The defendant filed an Answer on June 12, 1998 in which he denied the allegations of the plaintiff's complaint.
An Intervening Complaint was filed on July 21, 1998 by Auto Tote Enterprise, Inc., the plaintiff's employer on August 28, 1995. The parties agreed the Worker's Compensation lien is $5,709.35.
II. Discussion
The plaintiff is 43 years old. On August 28, 1995 she was employed by Auto Tote Enterprises, Inc., doing among other things promotional work.
On the evening of August 28, 1995, the plaintiff was doing promotional work for her employer. That evening there were boxing matches open to the public. Her promotional work was to put a shark outfit on and greet and mingle with the crowd. Plaintiff's Ex. #1 is a photo of the shark outfit.
The plaintiff had done similar events in the past dressed as a shark. The costume covered her entire body.
On August 28, 1995, at approximately 6:30 p.m., the plaintiff was in the hallway where she was greeting patrons as a "shark." The defendant was in the same hallway entering the premises.
The defendant has been a professional boxer since 1980. He was there that evening to attend the boxing matches. He was with a youth group.
The court finds as the defendant approached the plaintiff he started to "bob and weave." The shark in turn started to flick her "fins" toward the defendant. Her fins were her arms. These actions by the plaintiff and defendant were done in the spirit of fun for the young children who were with the defendant.
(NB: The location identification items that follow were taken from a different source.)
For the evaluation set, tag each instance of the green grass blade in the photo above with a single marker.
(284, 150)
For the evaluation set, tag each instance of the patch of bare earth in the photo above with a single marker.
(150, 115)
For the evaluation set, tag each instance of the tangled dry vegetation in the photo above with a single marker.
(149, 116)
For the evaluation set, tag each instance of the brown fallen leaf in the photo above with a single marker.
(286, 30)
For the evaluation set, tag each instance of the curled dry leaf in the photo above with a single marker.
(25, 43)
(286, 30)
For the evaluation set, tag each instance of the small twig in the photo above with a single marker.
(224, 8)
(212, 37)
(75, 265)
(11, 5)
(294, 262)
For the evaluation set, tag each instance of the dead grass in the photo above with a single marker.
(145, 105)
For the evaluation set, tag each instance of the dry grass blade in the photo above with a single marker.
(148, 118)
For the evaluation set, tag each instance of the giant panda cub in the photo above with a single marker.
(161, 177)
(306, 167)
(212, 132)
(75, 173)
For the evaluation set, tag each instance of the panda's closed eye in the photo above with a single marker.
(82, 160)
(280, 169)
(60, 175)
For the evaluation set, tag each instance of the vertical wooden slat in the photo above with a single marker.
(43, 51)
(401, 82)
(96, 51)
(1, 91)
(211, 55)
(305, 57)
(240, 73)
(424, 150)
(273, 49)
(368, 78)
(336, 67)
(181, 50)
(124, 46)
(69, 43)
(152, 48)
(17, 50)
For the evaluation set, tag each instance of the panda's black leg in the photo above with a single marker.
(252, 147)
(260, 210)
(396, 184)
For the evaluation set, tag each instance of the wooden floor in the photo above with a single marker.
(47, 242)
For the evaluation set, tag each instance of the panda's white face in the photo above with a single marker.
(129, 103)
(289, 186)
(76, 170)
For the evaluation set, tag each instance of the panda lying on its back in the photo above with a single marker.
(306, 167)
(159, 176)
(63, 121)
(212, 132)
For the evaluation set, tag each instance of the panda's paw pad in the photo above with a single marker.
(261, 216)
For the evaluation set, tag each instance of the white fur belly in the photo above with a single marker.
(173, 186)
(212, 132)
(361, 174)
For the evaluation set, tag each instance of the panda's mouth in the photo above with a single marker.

CT Page 12907
The defendant did in fact flick at the "shark" with his hands. His fingers did in fact come in contact with the "snout" of the shark's costume. The plaintiff claims it was a punch not a flick. She claims that the defendant walked up to her, punched her and then ran away.
The plaintiff was not knocked down by this contact. The plaintiff continued to work that evening. The police were not called by anyone. The plaintiff did not miss anytime from work as a result of this incident.
After his encounter with the shark the defendant watched the boxing matches. His next contact with the plaintiff was when she served this lawsuit on him.
The plaintiff first sought medical treatment on September 13, 1995, seventeen days after her encounter with the defendant. She claims his punch caused her injuries including a torn rotator cuff.
A bench trial was held on July 18, 2001. The plaintiff and defendant were the only witnesses.
Based on the testimonial and documentary evidence presented and the reasonable and logical inferences drawn therefrom, it is determined by the preponderance of the credible and credited evidence that the contact between the parties was minimal and that the defendant did not "punch" the plaintiff.
The court finds that the plaintiff was less than candid in her responses to Interrogatories and her Deposition. The plaintiff did not accurately indicate her prior and subsequent accidents and injuries. The plaintiff did not give an accurate medical history to her doctor whom she treated with for her torn rotator cuff.
The burden to prove her case rests with the plaintiff. The court finds she has not met her burden.
Accordingly, judgment is entered for the defendant in each of the three counts of the Complaint.